1. Example or Own Data? (ASK THIS FIRST):
- a) TCGA Breast Cancer (recommended for demo)
- 1,100+ patients with overall survival, molecular subtypes (HR+/HER2-, HR+/HER2+, HER2+, Triple Negative), stage, age, ER/PR/HER2 status
- Requires download (~50MB via RTCGA.clinical, cached after first run)
- b) NCCTG Lung Cancer (quick demo, no download)
- 228 advanced lung cancer patients, sex stratification, ECOG performance status
- Built-in R dataset — runs instantly
- c) I have my own clinical data to analyze
- Continue to Questions 2-3 below
IF EXAMPLE SELECTED (option a or b): Proceed to Question 2 for analysis options. Skip Question 3.
2. Analysis Options (structured — for all datasets):
- Stratification variable?
- a) Default for dataset (mol_subtype for TCGA BRCA, sex for Lung)
- b) Stage
- c) Age group
- Risk stratification method?
- a) Median split — 2 groups (recommended)
- b) Tertiles — 3 groups
- c) Quartiles — 4 groups
3. Data Details (own data only — free-text OK):
- What is the time column name? Units (days/months/years)?
- What is the event column name? What does 1 represent (death/relapse/progression)?
- What stratification variable? What covariates for the Cox model?
Standard Workflow
🚨 MANDATORY: USE SCRIPTS EXACTLY AS SHOWN - DO NOT WRITE INLINE CODE 🚨
Step 1 - Load data:
source("scripts/load_example_data.R")
data <- load_example_data(dataset = "tcga_brca")
# OR: data <- load_example_data(dataset = "lung")

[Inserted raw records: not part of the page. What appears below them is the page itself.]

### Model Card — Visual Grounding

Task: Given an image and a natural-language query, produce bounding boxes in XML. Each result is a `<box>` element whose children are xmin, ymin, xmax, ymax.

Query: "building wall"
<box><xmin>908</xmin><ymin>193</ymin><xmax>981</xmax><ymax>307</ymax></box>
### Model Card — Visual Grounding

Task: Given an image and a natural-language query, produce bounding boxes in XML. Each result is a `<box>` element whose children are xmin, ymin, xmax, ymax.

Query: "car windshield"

# OR: data <- load_user_data("path/to/clinical.csv", time_col = "time", event_col = "status")
DO NOT write custom data loading code. Use the loader functions.

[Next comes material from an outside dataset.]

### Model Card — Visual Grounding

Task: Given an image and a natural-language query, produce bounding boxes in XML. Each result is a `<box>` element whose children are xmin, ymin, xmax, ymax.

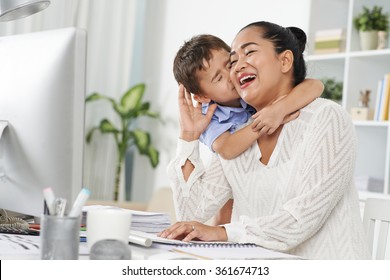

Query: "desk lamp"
<box><xmin>0</xmin><ymin>0</ymin><xmax>50</xmax><ymax>21</ymax></box>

✅ VERIFICATION: You MUST see: "✓ TCGA BRCA data loaded successfully!" (or similar)
Step 2 - Run survival analysis:
source("scripts/basic_workflow.R")
result <- run_survival_analysis(data)
# Optional: result <- run_survival_analysis(data, risk_strata_method = "tertiles")
# Optional: result <- run_survival_analysis(data, covariates = c("age", "stage"))
DO NOT write inline Cox/KM code (coxph, survfit, etc.). Just source and call.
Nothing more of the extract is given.